Jack is a leading philosopher of artificial intelligence, computing and information technology, and a world-wide expert on Alan Turing. His research in computing and philosophy includes a revisionary history of the computer and rewriting the early history of computer graphics and music.

From the early 1990s, Jack’s work asked pioneering questions central to current debates about the nature and scope of computing. Philosopher Daniel Dennett said of his 1993 book Artificial Intelligence: ‘Thanks to Copeland, a generation of well-informed philosophers is now exploring this fertile ground with insight’.

Jack’s work on the early history of computing—especially the top-secret Colossus codebreaking computers at Bletchley Park—is widely known. His book Colossus (2006) was described in Nature as ‘essential reading for historians of twentieth-century technology and warfare’. This revisionary history of the computer prompted the London Financial Times to assert that ‘Computing history has to be rewritten’.

At the pinnacle of Jack’s achievements are six books and many papers on the mathematician, computer pioneer and early cognitive scientist Alan Turing, which ushered in a new era in Turing scholarship. Jack’s ability to reach a large audience outside the academy was evident when his 2012 Oxford University lecture on Turing's supposed suicide (summarising two years' research) was widely reported internationally. Prize-winning TV documentaries by Arte/History Channel and the BBC are based on his books.

Jack’s other contributions to the history of information technology include rewriting the early history of computer graphics, after discovering records of the first persistent digital images while examining materials kept by the family of forgotten engineer Andrei Haeff.  Similarly, his 2016 restoration, with musician Jason Long, of the earliest known recording of computer-generated music (an outcome of years of research into Manchester University's early digital computer) attracted widespread international attention, and was exhibited by the British Library during 2017-18 as one of the 100 most significant sound recordings since 1877.

Jack is also recognised as an expert on Arthur Prior (1914–1969), a philosopher of logic who is increasingly recognised as the greatest of all New Zealand philosophers. Prior was a pioneer in the logics of time (tense logic) and possibility (modal logic), which have turned out to have important applications to metaphysics and computer science.

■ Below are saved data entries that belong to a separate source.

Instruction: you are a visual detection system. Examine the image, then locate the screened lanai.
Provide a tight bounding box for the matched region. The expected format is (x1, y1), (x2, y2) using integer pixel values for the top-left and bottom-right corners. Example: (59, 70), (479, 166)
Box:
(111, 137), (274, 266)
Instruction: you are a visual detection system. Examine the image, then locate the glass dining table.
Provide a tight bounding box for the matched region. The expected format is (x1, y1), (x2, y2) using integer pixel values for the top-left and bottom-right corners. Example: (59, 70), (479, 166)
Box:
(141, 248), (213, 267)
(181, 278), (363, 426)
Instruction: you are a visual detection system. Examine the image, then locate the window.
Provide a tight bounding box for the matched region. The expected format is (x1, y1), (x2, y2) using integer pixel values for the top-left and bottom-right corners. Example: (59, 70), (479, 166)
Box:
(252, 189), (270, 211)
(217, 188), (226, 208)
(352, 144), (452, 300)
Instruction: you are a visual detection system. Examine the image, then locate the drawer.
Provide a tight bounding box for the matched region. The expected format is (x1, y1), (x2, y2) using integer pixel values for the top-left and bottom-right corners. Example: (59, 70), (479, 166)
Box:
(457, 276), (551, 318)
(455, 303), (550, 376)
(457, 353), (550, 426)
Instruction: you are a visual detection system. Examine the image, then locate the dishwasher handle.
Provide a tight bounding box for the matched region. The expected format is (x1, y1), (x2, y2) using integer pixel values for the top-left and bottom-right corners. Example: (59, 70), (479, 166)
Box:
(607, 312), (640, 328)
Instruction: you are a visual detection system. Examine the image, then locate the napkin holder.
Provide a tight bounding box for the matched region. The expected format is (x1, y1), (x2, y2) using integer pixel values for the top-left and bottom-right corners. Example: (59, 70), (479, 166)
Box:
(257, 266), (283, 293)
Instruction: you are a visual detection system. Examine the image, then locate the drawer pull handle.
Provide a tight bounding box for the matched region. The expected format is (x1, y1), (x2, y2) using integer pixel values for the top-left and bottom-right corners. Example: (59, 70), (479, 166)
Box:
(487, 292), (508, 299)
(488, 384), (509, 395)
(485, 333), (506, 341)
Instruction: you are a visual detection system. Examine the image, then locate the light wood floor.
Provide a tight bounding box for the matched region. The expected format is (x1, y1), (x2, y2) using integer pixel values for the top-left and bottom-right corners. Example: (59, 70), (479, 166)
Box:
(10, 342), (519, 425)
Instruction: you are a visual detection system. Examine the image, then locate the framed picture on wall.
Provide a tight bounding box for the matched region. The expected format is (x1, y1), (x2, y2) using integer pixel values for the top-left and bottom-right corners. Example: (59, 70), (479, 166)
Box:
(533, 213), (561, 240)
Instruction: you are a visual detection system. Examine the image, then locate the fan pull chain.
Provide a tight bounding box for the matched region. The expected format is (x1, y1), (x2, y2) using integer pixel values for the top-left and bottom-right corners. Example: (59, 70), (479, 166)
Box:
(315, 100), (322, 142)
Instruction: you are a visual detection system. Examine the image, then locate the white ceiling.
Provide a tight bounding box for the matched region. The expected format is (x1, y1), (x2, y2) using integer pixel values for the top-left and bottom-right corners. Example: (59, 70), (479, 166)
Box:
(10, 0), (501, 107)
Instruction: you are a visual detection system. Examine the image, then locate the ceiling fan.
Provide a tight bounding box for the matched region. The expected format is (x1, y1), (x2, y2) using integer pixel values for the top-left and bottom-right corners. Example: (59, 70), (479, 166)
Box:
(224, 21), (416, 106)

On receiving the medal, Jack said: “Thanks Te Apārangi, this means a lot to me. Thanks also to all the others involved in some way—co-researchers, those wonderful librarians who keep me supplied with articles and books, the graduate students who fool my brain into thinking it’s still young, the committees and managers who fund my research, and the University of Canterbury for providing a first-rate research environment.”

Distinguished Professor in Philosophy at University of Canterbury, Jack has received many prizes and honours. The citation for the American Philosophical Association’s Barwise Prize (2017), celebrates him as ‘the world-wide expert on Alan Turing and a leading philosopher of AI, computing and information’. He features on the IT History Society Honor Roll, and received the 2016 Covey Award recognising his ‘substantial record of innovative research in the field of computing and philosophy’. He was elected a Fellow of Royal Society Te Apārangi in 2011 and won the University of Canterbury Research Medal in 2009.

Humanities Aronui Medal:
For research or innovative work of outstanding merit in the humanities.

To Jack Copeland for his research into the foundations, philosophy and history of computing.